I don't quite understand your question... I will however tell you something, that I recently learned in my classes (you lucky! ;))

Ok, every substance has a constant of solution, a sort of rule for it's extent of dissolution in water and other solvents.

Let's say a certain compound AB.

A^+ B^- (s) \rightleftharpoons A^+ (aq) + B^- (aq) (adding water)

The constant is called K_sp.

It is given by:

K_{sp} = \frac{[A^+][B^-]}{[AB]}

The square brackets mean concentration, and since a solid cannot have a concentration, we make it 1. Hence,

K_{sp} =[A^+][B^-]

Ok, you'll notice the reversible sign up there, in the equation. It's because the solid is in dynamic equilibrium with the ions, hence explaining why some compounds are more soluble than others.
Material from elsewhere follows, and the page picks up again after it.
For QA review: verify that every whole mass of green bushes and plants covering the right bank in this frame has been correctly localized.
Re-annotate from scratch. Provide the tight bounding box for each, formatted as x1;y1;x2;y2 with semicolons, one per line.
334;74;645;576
They have different equilibrium points.

Back to the subject, the more soluble a compound is, the more ions you'll have and the higher the constant you'll have, and thus that constant is closely related to the solubility.

Therefore, any compound will obey that constant at a given temperature and this will determine how many ions will stay in the solution or not. A more soluble compound will have more ions in the solution than a less soluble one, given the ions are in equilibrium with the solid. If there is no solid, some of the ions will become solid to keep the equilibrium.